The lack of trust in the local currency has led to exchange rate instability, capital flight, and unsustainable inflation. According to FBC Securities' third-quarter report, promoting the use of the local currency has been challenging because economic actors still prefer the US dollar for transactions and as a store of value.

The report notes that while exchange rate stability has improved and official inflation figures are decreasing, confidence in the local currency remains low due to past experiences of volatility and value erosion. The stability of the local currency is still fragile and depends on the government's ability to control money supply, build trust, and encourage the use of the local currency.

To bolster the local currency, FBC Securities suggests implementing a combination of measures to increase the supply of foreign currency while reducing demand for the US dollar and boosting demand for the local currency.

Although the government has been promoting the Zimbabwe dollar, the US dollar still plays a dominant role in the country's economy. Foreign currency-denominated loans make up around 90% of total bank loans, and over 80% of local transactions are conducted in US dollars.

FBC Securities anticipates that the focus will be on the future of Zimbabwe's currency.
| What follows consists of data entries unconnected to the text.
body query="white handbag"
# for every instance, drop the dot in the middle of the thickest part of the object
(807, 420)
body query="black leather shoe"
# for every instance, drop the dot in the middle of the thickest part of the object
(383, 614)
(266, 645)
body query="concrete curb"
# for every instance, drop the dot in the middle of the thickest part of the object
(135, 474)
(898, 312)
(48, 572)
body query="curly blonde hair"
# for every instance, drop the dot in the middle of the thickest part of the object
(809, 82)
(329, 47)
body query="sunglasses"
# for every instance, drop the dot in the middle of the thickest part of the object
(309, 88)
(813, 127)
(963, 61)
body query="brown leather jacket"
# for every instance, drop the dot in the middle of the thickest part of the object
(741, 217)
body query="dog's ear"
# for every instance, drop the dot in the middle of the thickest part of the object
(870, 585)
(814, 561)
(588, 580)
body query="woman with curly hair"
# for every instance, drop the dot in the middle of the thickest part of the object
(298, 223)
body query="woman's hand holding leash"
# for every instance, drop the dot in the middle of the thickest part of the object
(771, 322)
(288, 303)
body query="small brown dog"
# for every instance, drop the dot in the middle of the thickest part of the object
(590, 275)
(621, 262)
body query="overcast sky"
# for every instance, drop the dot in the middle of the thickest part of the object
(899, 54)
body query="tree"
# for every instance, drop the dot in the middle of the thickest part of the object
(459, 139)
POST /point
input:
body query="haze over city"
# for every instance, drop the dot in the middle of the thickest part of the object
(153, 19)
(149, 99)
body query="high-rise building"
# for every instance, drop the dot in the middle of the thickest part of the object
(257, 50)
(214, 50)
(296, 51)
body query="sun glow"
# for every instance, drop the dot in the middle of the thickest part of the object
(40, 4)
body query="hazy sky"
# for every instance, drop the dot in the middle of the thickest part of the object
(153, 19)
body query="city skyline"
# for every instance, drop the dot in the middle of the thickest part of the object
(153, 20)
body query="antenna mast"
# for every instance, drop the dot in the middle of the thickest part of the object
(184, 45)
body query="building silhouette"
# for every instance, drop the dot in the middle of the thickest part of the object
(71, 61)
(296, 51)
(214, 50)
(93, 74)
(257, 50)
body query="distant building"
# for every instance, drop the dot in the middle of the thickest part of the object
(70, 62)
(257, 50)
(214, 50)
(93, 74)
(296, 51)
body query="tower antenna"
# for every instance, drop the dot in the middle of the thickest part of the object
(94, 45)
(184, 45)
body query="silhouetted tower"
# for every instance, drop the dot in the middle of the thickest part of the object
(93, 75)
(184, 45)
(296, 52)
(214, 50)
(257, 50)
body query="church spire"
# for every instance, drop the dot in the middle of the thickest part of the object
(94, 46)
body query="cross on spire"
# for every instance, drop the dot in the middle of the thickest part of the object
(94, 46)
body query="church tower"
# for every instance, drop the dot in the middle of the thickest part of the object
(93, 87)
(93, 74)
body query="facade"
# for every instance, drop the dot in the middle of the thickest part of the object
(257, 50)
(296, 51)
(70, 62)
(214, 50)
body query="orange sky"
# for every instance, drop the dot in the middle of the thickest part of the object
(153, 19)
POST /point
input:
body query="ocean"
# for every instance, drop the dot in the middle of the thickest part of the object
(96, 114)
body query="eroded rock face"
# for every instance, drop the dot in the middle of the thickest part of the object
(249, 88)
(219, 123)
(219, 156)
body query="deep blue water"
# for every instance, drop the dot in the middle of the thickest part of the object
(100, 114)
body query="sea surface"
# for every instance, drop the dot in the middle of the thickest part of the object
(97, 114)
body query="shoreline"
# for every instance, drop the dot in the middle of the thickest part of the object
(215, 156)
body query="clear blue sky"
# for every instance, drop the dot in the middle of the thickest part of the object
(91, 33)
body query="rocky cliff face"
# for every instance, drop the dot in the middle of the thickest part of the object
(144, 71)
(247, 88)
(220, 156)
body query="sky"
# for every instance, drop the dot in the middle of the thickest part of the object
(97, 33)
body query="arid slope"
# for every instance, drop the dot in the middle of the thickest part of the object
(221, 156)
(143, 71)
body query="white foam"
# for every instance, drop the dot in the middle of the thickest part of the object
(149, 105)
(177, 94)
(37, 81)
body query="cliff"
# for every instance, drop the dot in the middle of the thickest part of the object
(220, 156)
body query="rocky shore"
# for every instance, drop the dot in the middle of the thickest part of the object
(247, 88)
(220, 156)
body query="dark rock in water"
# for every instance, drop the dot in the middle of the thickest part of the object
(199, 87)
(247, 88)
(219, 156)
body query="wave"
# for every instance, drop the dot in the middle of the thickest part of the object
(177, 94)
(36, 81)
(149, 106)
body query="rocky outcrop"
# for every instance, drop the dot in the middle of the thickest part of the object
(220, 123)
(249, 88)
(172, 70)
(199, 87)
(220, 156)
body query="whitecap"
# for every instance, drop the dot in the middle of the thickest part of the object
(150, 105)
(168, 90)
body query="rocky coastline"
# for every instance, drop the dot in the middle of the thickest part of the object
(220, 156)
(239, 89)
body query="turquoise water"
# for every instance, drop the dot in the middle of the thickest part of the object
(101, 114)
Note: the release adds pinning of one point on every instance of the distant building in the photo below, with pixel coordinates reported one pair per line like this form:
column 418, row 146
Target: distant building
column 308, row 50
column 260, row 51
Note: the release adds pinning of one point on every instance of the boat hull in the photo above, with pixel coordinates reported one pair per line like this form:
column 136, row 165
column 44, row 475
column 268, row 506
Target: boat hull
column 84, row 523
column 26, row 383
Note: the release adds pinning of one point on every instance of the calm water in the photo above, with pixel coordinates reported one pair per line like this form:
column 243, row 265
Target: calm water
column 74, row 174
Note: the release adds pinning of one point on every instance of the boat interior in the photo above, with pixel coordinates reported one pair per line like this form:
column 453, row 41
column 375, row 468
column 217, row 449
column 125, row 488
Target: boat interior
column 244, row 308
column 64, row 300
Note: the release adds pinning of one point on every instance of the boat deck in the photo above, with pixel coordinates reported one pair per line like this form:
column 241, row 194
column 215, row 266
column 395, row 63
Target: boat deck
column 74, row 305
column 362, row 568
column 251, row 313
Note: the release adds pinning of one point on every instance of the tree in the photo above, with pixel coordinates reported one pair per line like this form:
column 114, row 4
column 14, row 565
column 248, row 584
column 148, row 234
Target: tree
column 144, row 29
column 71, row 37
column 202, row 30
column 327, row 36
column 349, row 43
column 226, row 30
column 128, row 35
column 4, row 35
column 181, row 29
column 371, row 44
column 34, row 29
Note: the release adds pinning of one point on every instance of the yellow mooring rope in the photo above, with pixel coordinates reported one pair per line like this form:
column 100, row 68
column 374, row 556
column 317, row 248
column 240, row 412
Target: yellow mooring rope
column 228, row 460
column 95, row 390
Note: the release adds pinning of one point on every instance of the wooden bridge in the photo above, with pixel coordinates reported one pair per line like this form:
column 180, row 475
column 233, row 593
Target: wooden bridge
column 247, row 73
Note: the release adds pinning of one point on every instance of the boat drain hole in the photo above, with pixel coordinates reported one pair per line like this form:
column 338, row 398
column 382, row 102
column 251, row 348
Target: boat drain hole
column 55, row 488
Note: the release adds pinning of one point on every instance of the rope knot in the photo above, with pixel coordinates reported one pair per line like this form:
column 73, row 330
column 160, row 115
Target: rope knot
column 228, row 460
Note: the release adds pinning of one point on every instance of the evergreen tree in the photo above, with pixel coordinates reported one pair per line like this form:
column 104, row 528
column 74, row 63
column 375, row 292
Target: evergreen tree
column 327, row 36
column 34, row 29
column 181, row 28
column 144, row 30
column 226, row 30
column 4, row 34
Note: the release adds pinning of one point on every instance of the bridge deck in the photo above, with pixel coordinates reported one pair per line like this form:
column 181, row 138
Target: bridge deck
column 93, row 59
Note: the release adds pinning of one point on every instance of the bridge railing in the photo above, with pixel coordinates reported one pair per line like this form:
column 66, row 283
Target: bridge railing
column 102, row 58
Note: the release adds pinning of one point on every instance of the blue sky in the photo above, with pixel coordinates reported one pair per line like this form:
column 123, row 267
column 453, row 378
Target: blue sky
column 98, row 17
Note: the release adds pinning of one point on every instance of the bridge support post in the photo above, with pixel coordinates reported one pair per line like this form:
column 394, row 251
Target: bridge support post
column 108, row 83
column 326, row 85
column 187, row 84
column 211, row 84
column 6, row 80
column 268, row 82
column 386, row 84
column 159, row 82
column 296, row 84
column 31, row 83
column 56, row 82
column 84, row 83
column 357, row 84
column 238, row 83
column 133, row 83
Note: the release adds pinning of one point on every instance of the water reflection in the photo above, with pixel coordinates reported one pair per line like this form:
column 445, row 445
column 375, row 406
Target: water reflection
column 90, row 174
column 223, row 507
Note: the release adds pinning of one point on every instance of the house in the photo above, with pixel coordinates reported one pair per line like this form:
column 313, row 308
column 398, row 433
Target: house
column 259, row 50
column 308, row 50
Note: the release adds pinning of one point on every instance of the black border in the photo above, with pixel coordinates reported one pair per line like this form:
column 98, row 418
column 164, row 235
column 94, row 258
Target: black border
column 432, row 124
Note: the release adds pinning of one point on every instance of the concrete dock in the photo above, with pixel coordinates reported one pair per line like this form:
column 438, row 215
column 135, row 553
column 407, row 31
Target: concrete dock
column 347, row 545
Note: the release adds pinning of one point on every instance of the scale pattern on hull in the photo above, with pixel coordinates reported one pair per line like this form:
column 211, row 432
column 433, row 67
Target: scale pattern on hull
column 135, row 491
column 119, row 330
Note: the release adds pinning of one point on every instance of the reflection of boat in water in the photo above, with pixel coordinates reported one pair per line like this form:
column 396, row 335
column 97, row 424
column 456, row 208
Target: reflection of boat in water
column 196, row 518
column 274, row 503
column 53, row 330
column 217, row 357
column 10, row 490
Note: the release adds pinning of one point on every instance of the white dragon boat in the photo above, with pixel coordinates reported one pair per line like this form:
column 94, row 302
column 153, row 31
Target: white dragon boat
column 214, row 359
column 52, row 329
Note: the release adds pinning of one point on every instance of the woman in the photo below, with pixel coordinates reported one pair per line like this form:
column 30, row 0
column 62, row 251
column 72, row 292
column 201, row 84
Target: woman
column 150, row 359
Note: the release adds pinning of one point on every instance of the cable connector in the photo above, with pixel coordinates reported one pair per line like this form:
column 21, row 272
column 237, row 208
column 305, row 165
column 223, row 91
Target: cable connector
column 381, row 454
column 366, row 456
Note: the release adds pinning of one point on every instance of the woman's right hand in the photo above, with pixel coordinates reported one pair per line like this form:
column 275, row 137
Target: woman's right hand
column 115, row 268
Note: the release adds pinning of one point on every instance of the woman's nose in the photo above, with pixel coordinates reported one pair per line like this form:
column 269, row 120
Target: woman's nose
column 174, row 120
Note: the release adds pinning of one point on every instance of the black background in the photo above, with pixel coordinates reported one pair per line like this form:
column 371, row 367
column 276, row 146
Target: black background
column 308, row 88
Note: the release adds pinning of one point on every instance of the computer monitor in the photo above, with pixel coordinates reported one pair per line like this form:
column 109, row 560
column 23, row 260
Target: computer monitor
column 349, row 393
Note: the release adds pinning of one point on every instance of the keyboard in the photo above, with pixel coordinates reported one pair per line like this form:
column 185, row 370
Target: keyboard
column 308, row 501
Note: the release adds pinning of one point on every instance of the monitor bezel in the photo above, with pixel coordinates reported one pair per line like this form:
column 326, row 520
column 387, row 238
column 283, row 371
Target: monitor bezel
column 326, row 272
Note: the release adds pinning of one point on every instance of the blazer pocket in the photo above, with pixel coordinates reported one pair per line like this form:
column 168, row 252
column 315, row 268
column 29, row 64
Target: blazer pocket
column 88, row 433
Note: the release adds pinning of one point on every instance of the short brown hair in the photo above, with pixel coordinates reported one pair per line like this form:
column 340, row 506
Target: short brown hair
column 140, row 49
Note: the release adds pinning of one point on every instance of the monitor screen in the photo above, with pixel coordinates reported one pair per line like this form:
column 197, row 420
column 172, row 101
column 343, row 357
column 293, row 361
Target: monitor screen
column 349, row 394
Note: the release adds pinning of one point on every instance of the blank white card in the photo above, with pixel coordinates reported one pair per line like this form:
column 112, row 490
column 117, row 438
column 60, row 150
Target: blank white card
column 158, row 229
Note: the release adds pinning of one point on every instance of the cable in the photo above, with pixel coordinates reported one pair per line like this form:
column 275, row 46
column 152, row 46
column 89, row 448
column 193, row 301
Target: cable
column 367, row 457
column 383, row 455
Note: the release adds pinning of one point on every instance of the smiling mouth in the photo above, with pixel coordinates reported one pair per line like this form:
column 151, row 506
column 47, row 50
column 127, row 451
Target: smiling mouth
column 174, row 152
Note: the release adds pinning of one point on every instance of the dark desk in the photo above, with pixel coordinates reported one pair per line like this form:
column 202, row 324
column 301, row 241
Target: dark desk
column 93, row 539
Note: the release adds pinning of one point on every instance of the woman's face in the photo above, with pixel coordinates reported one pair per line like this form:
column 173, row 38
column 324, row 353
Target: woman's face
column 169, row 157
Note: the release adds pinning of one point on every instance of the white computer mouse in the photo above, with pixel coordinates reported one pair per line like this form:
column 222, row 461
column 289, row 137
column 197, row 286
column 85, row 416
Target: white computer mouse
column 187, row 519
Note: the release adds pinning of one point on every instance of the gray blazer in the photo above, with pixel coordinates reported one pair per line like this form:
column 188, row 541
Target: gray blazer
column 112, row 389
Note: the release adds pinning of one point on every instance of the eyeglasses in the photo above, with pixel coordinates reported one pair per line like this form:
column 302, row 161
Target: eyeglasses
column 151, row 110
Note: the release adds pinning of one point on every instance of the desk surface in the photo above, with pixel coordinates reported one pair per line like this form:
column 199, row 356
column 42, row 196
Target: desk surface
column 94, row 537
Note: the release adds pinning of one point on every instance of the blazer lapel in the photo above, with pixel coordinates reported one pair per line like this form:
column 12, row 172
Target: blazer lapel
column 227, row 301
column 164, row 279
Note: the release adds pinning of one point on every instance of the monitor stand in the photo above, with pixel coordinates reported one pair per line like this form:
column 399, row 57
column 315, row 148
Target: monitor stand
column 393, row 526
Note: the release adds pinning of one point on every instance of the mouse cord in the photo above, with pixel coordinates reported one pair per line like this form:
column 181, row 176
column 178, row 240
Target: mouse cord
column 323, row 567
Annual inflation has significantly slowed down with the adoption of a calculation method that considers US dollar transactions. In September, annual inflation dropped to 18.4% from 77% in August.

The firm expects the pressure on the local currency to remain high, particularly in the second half of the year, coinciding with increased fiscal spending to support the summer agricultural season and bonus payments.

Additionally, the report predicts that the performance of the stock market will be influenced by local liquidity conditions and concerns about value preservation due to current currency dynamics. It foresees a growing appetite for alternative investments as investors evaluate local economic conditions.